Lo que pasa no es el fútbol. ¿A quién le puede gustar esto? Once de un lado, camiseta blanca y roja, once del otro, camiseta azul y amarilla, y lo demás. Solo eso. Por noventa minutos. Veintidós personas que corren detrás de una pelota para meterla en alguno de los dos arcos separados entre sí por varios metros. En silencio. Pase a la derecha, pase a la derecha, pase a la izquierda. Pase más cerca del arco. Esquivar a uno. Esquivar a otro. Pase adelante. Gambeta. La pelota al pie. Remate. Uno lo intercepta. Afuera. Tiro de esquina. De nuevo algo parecido. Uno al piso. El árbitro que interrumpe. Pelota parada y el resto. Una repetición insoportable. No es cierto. No es esto. ¿Messi cuando era un niño soñaba con esto? Le decía a la madre: “Ma, quiero correr detrás de la pelota, quiero que me persigan para sacármela y tirarme al pasto. Ma, muero por patear un córner”. No, acá el fútbol es lo de menos. O es otra cosa. Y el fútbol es lo demás. Esto es lo que pasa acá. Un superclásico.

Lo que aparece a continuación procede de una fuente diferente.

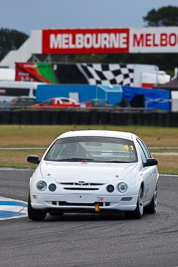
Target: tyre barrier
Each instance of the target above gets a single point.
(85, 117)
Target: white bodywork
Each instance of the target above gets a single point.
(80, 185)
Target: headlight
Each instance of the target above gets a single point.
(52, 187)
(41, 185)
(110, 188)
(122, 187)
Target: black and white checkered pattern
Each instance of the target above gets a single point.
(107, 74)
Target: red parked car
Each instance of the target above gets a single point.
(60, 102)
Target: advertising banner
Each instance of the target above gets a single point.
(121, 40)
(81, 41)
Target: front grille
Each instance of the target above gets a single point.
(81, 186)
(64, 203)
(86, 184)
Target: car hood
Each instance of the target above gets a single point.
(88, 172)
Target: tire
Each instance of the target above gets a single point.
(151, 208)
(33, 214)
(138, 212)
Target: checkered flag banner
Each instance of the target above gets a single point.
(107, 74)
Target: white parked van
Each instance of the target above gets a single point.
(12, 89)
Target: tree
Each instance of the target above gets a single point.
(164, 16)
(10, 40)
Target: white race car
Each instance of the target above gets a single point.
(94, 171)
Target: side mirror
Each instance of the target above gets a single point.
(33, 159)
(151, 162)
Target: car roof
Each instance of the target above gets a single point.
(102, 133)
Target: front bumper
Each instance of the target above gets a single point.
(78, 202)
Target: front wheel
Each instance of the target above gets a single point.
(138, 212)
(34, 214)
(151, 208)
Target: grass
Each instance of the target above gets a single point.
(42, 136)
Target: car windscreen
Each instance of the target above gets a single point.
(94, 149)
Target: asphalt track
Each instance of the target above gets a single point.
(89, 240)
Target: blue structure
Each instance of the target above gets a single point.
(113, 94)
(152, 98)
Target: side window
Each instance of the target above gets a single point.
(142, 153)
(145, 149)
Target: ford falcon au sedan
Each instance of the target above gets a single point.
(94, 171)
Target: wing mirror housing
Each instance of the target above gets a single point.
(33, 159)
(151, 162)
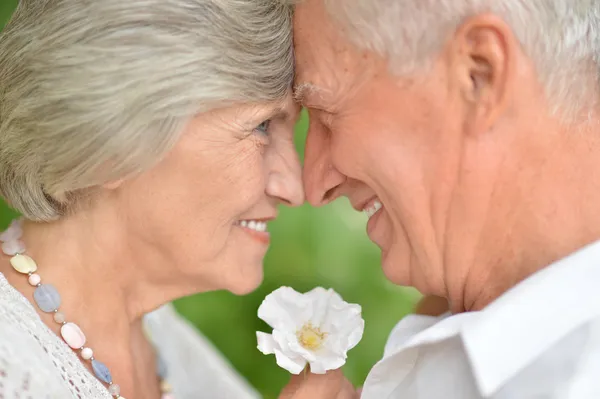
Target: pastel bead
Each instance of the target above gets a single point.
(73, 335)
(87, 353)
(59, 317)
(101, 371)
(23, 264)
(13, 247)
(47, 298)
(14, 232)
(114, 390)
(34, 279)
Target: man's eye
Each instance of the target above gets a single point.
(263, 128)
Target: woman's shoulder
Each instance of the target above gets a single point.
(189, 356)
(33, 362)
(26, 370)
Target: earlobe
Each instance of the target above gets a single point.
(484, 51)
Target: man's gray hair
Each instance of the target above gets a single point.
(561, 36)
(95, 91)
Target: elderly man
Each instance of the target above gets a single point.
(468, 131)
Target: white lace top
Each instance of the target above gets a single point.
(36, 364)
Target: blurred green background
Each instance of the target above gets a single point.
(311, 247)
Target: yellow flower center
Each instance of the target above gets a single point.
(311, 337)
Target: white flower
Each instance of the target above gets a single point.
(317, 328)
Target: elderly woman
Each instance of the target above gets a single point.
(147, 144)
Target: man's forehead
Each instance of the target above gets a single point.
(308, 93)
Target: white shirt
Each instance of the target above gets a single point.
(541, 340)
(35, 363)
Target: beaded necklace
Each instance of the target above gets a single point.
(48, 300)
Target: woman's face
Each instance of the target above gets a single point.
(203, 209)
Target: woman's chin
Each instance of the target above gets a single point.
(247, 281)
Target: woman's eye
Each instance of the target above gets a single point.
(263, 128)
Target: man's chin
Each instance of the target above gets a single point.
(392, 269)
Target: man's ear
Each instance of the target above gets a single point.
(113, 185)
(483, 53)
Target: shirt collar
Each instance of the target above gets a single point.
(530, 318)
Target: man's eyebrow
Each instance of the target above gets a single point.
(302, 91)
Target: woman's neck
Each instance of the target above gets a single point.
(104, 289)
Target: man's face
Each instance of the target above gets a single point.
(412, 149)
(376, 140)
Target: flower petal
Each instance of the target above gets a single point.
(266, 343)
(283, 309)
(293, 365)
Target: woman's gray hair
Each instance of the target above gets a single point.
(95, 91)
(561, 36)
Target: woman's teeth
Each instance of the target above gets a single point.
(254, 225)
(373, 208)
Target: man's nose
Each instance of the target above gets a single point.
(321, 179)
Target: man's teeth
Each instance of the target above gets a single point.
(370, 211)
(254, 225)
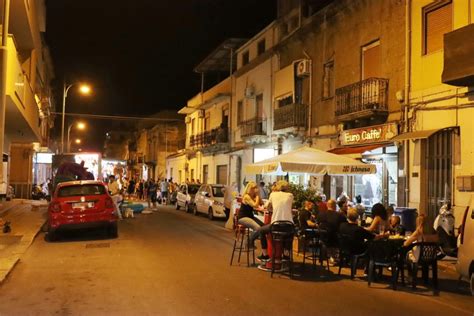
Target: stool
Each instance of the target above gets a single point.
(241, 244)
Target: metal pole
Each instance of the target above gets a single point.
(3, 80)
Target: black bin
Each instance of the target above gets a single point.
(408, 217)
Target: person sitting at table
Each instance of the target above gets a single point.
(280, 203)
(305, 216)
(395, 227)
(250, 202)
(379, 223)
(357, 234)
(417, 236)
(330, 220)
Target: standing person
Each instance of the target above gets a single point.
(114, 190)
(280, 202)
(151, 194)
(263, 191)
(164, 188)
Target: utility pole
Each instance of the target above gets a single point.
(3, 82)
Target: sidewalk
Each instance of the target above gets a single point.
(26, 217)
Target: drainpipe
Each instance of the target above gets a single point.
(406, 100)
(3, 81)
(310, 109)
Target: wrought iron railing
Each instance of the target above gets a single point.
(209, 138)
(291, 115)
(368, 94)
(253, 127)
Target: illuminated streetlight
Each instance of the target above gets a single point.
(83, 89)
(80, 126)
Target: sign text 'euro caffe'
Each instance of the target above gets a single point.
(368, 135)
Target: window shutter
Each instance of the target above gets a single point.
(437, 22)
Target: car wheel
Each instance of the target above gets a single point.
(113, 230)
(210, 214)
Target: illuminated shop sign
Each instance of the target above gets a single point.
(368, 135)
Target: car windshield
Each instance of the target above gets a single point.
(218, 191)
(192, 189)
(79, 190)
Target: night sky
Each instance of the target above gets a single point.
(139, 55)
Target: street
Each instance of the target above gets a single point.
(173, 263)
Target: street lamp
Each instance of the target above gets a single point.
(80, 126)
(83, 89)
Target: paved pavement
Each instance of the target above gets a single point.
(173, 263)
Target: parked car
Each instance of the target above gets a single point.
(465, 264)
(185, 196)
(210, 200)
(81, 204)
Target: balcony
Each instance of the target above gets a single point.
(291, 116)
(363, 99)
(458, 62)
(210, 141)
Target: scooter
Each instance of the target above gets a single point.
(444, 227)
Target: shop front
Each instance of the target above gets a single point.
(372, 145)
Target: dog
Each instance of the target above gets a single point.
(128, 213)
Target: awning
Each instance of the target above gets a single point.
(415, 135)
(355, 150)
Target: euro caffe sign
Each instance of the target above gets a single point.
(369, 135)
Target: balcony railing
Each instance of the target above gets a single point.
(291, 115)
(209, 138)
(252, 127)
(364, 97)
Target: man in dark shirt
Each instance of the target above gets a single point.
(355, 233)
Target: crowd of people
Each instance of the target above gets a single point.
(335, 217)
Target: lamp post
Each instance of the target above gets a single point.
(84, 89)
(80, 125)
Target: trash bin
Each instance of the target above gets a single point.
(408, 217)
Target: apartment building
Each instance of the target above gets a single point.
(28, 94)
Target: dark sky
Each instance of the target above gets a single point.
(139, 55)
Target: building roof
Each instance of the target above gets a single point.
(219, 59)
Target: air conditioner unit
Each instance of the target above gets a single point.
(303, 68)
(249, 92)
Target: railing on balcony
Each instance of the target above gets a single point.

Hay ochenta y cuatro mil personas alrededor de la cancha completamente desquiciadas. Y muchas más en sus casas. Son millones. De este cuadro y del otro. Dispuestas a entregar lo que tienen, a hacer lo que no pueden. A festejar de la mano de un desconocido. A llorar si hay motivo. A olvidar las cuentas que no se pueden pagar, los viajes que no se pueden hacer, los remedios que hay que tomar, todas las soledades. Eso es el fútbol, este clásico. Uno detrás, uno al lado. Tan pegados. El saltito, de nuevo, que hace crujir el cemento, la gente en la tribuna que se mueve como agua, esa voz que se forma solo cuando la hinchada canta y que bien podría ser de alguien pero no, no tiene dueño, no es grave, no es aguda, es algo nacional. La flor del ceibo. Vamos, vamos, el que no salta, hoy te vinimos a alentar, pongan huevo. Las tiras de colores que caen desde arriba como si el cielo también estuviera acá, viendo esto. La multitud coordinada y prolija al igual que en ninguna otra ocasión de ningún día en ningún año de este país. Otra vez fuegos artificiales, que hacen pensar que se están rompiendo las cosas. Debe ser cierto. Los aplausos, las banderas, Quiero intoxicarme con vos, Los pibes de Torcuato, Llavallol Candela, Adicto a ti, Bastará solo con verte, Benja. La alegría hecha rabia lista para masticar las piedras. El chiflido cuando el equipo que no es el local hace algo bien que duele como los clavos en las palmas. Las manos en la cabeza, desordenando el pelo para resistir. Esa voz que no existe otra vez y que habla de la final de la Copa Libertadores en Madrid.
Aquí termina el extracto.